A farmer ambled along the lonely country road heading to his humble farm one dusk evening when he dozed and ran off the road. Ditches were deep in those parts and his overloaded pickup truck sank far into the muddy crevice and came to rest on its side. Unfortunately, the farmer had been hauling both a pig and a cow. Both were trapped under the truck and wailing in pain. Moments later a state trooper happened by and spotted the truck's headlights pointing oddly along the length of the ditch. Stepping from his cruiser to investigate, the trooper heard the squeals of the dying livestock. Being the merciful sort, the trooper drew his service revolver and fired a shot into the head of the suffering cow, killing him instantly. The pig wailed even louder. The trooper likewise relieved him of his misery. At this moment the farmer recovered from his unconsciousness and attempted to free himself from the cab of the crumpled truck. The commotion caught the attention of the trooper who asked, "Is there anybody else in there? Are you injured?" To which the farmer replied, "Nope, never felt better in my life!!!!"
Sometimes serving means different things to different parties. In the case of the "service revolver" in the above story, it was an instrument of mercy for the animals, danger for the farmer. Likewise is our leadership in the lives of those we affect. We may have tendencies and strengths that are effective for some, detrimental to others. This is where the best leaders understand that the most impactful leadership often involves treating people uniquely as individuals.
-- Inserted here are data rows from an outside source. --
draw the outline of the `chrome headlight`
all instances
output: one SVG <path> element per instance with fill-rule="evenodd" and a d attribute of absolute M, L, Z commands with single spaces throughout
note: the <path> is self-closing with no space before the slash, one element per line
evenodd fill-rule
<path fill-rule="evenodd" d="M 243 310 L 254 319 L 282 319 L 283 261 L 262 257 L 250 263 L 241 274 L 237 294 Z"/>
I know in my own leadership experience I find myself "going gentle" with some while "hitting hard" with others. This is because each of us is a uniquely created and infinitely complex individual. We are made in the image of God with special characteristics, abilities, gifts, and tendencies. I can only hope I've gotten the "touch" of such individualized treatment correct!
However, there is a simpler lesson to be gained from the farmer and the trooper, and that is one of service. The trooper was trying to help. He saw a need and did his duty. This, too, is illustrative of the proper function of a leader. Leaders serve. Leaders are not meant to sit in a position of authority and soak up the benefits of title. They serve again and again from different positions and in various circumstances. In fact, leaders themselves could be said to be 'service revolvers:' going from person to person and from opportunity to opportunity to 'be of' service. Their privileges are not for their pleasure but rather for their purpose.
The purpose of a leader is a multi-faceted consideration, including casting and pursuing a vision, service to others, sacrificing self for larger issues, standing in the gap where others fail to stand, holding strong to principles, fighting for causes, taking responsibility, giving credit, eliminating obstacles, developing more leaders, and empowering and encouraging others. Orchestrations, administration, management, and coordination must also be looked to; usually by placing others with requisite gifts into correct positions. In short, leadership is the giving of what you have to others so they can collectively give (and accomplish) more than otherwise would have been possible. We add when we do, but we multiply when we lead.
Consider your gifts, your position, your abilities, and your blessings. Mobilize those assets in the service of others wherever you are, whoever you are, and with whatever you have, whenever you can. In this way, you'll be leading; you'll be a service revolver. Just don't shoot any farmers.